Rabwah [Pakistan], Dec 28 (ANI): The Ahmadiyya community, a section that moved its headquarters to Pakistan from India in 1948, purchased a barren stretch of desert land from the government, developing it on their own, naming it Rabwah.
"Today the city contains about 70,000 Ahmadis. The roads are paved and lined with greenery. An Olympic-size swimming pool, state-of-the-art library, free eye and blood banks and a world-class cardiology hospital have been set up. Much of the community is affluent, and the literary rate is over 85 percent. The city is small enough that people, even those who can afford cars, cycle everywhere," writes Mehreen Zahra-Malik in a New York Times article.
Some Ahmadiyya-specific beliefs have been thought of as opposed to contemporary mainstream Islamic thought since the movement's birth, and some Ahmadis have subsequently faced persecution due to this. Many Muslims consider Ahmadi Muslims as heretics.
"No Ahmadis are employed in government departments or the police, or represented in local government. The small city provides few job opportunities, and Ahmadis from Rabwah are turned away when they look for work in neighboring towns," the article further stated.
Earlier, the U.S. Commission on International Religious Freedom (USCIRF) condemned the raid by Pakistan's Counter Terrorism Department (CTD) on the publications and audit offices of the Ahmadiyya community in Punjab province.
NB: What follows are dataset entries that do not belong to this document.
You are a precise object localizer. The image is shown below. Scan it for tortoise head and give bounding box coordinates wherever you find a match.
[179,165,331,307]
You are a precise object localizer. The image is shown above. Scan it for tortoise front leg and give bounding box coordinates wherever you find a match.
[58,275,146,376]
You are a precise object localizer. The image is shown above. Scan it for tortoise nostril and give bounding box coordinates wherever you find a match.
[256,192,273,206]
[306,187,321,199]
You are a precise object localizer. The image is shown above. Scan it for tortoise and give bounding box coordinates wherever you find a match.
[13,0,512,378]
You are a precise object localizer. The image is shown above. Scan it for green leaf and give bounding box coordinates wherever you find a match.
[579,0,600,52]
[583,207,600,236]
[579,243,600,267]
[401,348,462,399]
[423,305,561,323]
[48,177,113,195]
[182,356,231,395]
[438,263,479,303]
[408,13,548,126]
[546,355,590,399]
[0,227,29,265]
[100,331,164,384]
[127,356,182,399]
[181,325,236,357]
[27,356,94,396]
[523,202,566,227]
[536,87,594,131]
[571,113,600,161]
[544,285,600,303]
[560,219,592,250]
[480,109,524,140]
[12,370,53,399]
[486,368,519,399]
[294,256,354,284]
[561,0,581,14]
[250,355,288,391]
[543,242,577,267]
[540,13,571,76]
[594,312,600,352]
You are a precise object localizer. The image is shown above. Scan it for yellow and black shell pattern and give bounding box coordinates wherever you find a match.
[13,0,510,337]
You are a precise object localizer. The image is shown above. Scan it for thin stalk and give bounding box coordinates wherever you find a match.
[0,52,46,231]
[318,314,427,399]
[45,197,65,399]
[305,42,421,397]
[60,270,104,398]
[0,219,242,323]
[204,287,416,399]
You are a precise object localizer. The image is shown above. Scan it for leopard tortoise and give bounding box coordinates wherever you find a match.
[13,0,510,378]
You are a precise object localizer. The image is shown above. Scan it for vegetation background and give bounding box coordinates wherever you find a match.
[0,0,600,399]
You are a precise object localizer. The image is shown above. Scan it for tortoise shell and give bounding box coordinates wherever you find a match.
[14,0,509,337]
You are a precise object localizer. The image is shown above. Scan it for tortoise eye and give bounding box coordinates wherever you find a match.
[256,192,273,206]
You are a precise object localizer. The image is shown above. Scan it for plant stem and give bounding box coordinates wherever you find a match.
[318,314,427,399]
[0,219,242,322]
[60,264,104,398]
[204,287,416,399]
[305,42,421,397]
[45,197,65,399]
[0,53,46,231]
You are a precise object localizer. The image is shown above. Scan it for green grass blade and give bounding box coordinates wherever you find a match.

"USCIRF condemns the brutal raid on the Ahmadiyya offices, the first such raid since Pakistan amended its constitution 42 years ago, declaring that Ahmadis are 'non-Muslims," USCIRF Chair Rev. Thomas J. Reese, S.J. had said.
"These actions flow out of Pakistan's constitution and penal code, both of which impede religious freedom as they prevent Ahmadis from exercising their faith and even calling themselves Muslim. Pakistan's anti-terrorism law should not be applied to the peaceful Ahmadiyya community simply because they are Ahmadis," he added.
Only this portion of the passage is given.